Фредди и ребята радостно машут руками, пока дорожка делает круг почета вокруг сцены, а потом они бегут каждый к своему инструменту. Фредди поднимает руку, и сверху к нему в ладонь отлажено влетает микрофон на держателе.
— Привет всем!!! — кричит он. — Вы скучали по мне?! — хрен знает, зачем он это спрашивает, но у Фредди странное состояние, словно он за пару минут очень сильно опьянел. Ему так хорошо и так весело, что слова льются из него потоком.
В ответ ему звучит ор голосов, так, что ему кажется, будто под ногами дрожит пол сцены, но его микрофон все равно громче.
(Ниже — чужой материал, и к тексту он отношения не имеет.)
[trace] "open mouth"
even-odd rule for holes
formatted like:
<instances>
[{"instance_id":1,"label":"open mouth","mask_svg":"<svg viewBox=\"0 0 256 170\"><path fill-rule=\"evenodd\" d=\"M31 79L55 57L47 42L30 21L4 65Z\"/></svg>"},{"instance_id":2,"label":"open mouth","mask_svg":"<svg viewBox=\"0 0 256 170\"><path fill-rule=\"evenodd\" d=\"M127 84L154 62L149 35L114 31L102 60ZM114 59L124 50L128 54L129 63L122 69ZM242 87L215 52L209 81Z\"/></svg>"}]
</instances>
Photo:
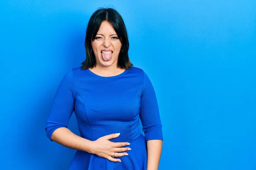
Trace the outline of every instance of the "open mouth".
<instances>
[{"instance_id":1,"label":"open mouth","mask_svg":"<svg viewBox=\"0 0 256 170\"><path fill-rule=\"evenodd\" d=\"M105 61L110 61L110 60L112 58L113 53L113 51L101 51L102 56L102 59L103 59L103 60L104 60Z\"/></svg>"}]
</instances>

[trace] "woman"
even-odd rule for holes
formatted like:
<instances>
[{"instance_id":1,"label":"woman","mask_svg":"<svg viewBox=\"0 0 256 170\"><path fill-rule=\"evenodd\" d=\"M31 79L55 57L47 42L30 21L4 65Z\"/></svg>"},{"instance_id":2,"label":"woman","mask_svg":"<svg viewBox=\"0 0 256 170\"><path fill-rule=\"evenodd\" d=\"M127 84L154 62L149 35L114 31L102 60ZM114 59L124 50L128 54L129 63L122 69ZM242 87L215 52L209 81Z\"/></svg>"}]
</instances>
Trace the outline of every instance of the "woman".
<instances>
[{"instance_id":1,"label":"woman","mask_svg":"<svg viewBox=\"0 0 256 170\"><path fill-rule=\"evenodd\" d=\"M85 46L82 65L68 71L58 88L47 137L77 150L70 170L157 170L163 135L155 92L129 60L126 29L115 10L92 15ZM73 111L81 137L67 128Z\"/></svg>"}]
</instances>

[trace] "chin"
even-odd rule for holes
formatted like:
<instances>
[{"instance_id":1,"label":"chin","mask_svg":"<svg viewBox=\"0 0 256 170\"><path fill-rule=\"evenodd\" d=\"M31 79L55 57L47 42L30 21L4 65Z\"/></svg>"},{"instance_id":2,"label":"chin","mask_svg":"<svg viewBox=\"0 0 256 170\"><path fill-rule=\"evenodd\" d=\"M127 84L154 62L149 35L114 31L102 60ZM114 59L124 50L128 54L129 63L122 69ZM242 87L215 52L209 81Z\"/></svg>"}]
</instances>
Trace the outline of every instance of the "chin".
<instances>
[{"instance_id":1,"label":"chin","mask_svg":"<svg viewBox=\"0 0 256 170\"><path fill-rule=\"evenodd\" d=\"M109 67L111 66L114 64L113 62L111 60L109 61L102 61L101 62L101 64L103 66L105 67Z\"/></svg>"}]
</instances>

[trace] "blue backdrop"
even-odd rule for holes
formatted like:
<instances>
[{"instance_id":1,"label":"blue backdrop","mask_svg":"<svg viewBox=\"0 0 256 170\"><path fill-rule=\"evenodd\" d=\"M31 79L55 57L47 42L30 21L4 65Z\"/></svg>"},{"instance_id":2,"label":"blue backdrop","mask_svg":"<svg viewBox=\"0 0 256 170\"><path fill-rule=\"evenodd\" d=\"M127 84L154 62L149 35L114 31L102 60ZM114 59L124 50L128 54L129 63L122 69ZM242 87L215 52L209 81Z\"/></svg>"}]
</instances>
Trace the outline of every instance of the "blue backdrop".
<instances>
[{"instance_id":1,"label":"blue backdrop","mask_svg":"<svg viewBox=\"0 0 256 170\"><path fill-rule=\"evenodd\" d=\"M130 59L154 87L159 169L256 169L254 0L2 0L1 169L67 169L75 150L44 128L63 76L85 59L100 7L120 13ZM69 125L79 134L74 114Z\"/></svg>"}]
</instances>

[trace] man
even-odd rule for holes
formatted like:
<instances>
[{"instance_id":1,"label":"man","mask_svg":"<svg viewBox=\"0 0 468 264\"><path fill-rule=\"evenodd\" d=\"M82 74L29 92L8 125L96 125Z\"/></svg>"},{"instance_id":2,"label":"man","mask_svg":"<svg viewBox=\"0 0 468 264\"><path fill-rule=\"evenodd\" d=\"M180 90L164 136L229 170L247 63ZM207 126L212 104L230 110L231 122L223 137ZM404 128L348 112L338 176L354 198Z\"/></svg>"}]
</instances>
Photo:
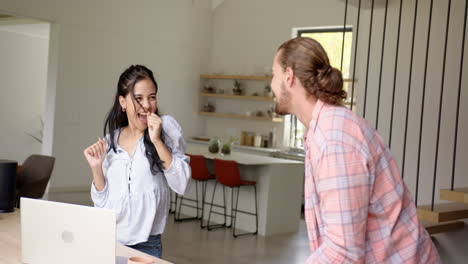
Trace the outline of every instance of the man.
<instances>
[{"instance_id":1,"label":"man","mask_svg":"<svg viewBox=\"0 0 468 264\"><path fill-rule=\"evenodd\" d=\"M304 136L307 263L440 263L382 137L341 105L342 74L310 38L283 43L271 87L276 111Z\"/></svg>"}]
</instances>

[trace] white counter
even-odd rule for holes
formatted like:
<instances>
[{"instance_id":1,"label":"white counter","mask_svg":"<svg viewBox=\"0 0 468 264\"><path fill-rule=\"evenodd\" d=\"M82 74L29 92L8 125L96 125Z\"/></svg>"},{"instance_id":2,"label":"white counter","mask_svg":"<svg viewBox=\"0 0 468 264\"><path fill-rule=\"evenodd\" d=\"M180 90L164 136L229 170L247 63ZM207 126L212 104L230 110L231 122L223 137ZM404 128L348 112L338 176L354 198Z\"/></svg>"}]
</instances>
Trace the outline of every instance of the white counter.
<instances>
[{"instance_id":1,"label":"white counter","mask_svg":"<svg viewBox=\"0 0 468 264\"><path fill-rule=\"evenodd\" d=\"M210 153L208 151L208 146L191 143L187 144L186 152L192 155L202 155L207 159L234 160L242 165L303 164L303 162L300 161L249 154L237 150L233 150L229 155Z\"/></svg>"},{"instance_id":2,"label":"white counter","mask_svg":"<svg viewBox=\"0 0 468 264\"><path fill-rule=\"evenodd\" d=\"M207 145L187 144L186 153L202 155L207 159L209 169L213 170L213 159L234 160L239 164L241 177L245 180L257 182L258 206L258 233L269 236L296 232L299 228L301 214L301 200L304 180L304 164L300 161L273 158L268 156L243 153L237 150L230 155L213 154L208 152ZM195 198L195 184L185 195ZM207 187L206 199L211 201L214 181ZM200 188L199 188L200 189ZM217 188L215 204L222 203L222 188ZM199 194L201 200L201 194ZM226 204L228 215L231 212L231 194L226 188ZM255 210L255 198L252 187L243 187L240 191L238 209L248 212ZM201 207L201 205L200 205ZM205 206L205 220L208 217L209 205ZM222 212L219 208L218 212ZM195 209L183 207L182 213L194 215ZM220 215L214 215L215 222L223 222ZM213 215L212 215L213 220ZM255 227L255 218L251 215L238 213L237 228L252 231ZM228 224L229 224L228 217Z\"/></svg>"}]
</instances>

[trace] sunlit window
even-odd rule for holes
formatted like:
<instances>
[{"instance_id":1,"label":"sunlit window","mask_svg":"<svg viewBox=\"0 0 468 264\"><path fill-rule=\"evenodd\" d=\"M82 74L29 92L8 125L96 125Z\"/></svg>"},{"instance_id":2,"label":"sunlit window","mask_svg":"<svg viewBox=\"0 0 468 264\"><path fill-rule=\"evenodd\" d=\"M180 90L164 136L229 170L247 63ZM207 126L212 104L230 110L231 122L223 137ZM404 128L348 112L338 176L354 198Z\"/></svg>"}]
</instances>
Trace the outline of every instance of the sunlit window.
<instances>
[{"instance_id":1,"label":"sunlit window","mask_svg":"<svg viewBox=\"0 0 468 264\"><path fill-rule=\"evenodd\" d=\"M344 33L343 33L344 31ZM309 37L317 40L323 46L330 59L330 64L341 69L344 79L344 89L348 91L348 99L345 104L350 106L351 96L351 52L353 45L353 32L351 27L335 27L320 29L301 29L297 30L298 37ZM343 42L344 36L344 42ZM356 89L356 87L354 87ZM355 92L354 92L355 94ZM353 100L354 101L354 100ZM353 102L354 103L354 102ZM355 106L353 107L355 109ZM295 116L288 118L289 124L289 146L291 148L304 148L303 136L305 127L297 120Z\"/></svg>"}]
</instances>

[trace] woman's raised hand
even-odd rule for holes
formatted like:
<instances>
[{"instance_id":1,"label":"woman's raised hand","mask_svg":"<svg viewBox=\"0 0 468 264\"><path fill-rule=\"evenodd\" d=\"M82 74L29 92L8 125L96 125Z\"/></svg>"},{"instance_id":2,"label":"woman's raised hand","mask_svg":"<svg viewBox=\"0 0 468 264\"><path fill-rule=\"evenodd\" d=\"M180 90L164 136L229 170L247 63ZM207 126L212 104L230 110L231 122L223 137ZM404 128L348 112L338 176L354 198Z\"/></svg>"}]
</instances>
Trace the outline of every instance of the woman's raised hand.
<instances>
[{"instance_id":1,"label":"woman's raised hand","mask_svg":"<svg viewBox=\"0 0 468 264\"><path fill-rule=\"evenodd\" d=\"M106 142L104 139L99 138L96 143L87 147L83 153L91 169L101 168L106 157Z\"/></svg>"}]
</instances>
Фредди слышит слово «да», он почти уверен в этом. Ему становится смешно.
— Вы скучали по моим мальчикам?! — спрашивает он и поворачивается назад, указывая рукой на ребят, которые уже заняли свои места и в полной готовности ждут его команды.
Толпа всё так же кричит, подтверждая. Фредди оглядывает море лиц и рук, скрытых полутьмой, и поражается, откуда в этом будущем столько его поклонников? Его снова немного пробирает волнением, но это хорошее волнение.
— Я и не знал, что у нашей группы столько фанатов, — говорит он. — Стойте-ка, почему я удивляюсь? Мы же тут у вас легенды, можете не объяснять, — говорит он наигранно снисходительно, половина аудитории смеется, половина согласно бушует, но все уловили в его голосе шутливые нотки.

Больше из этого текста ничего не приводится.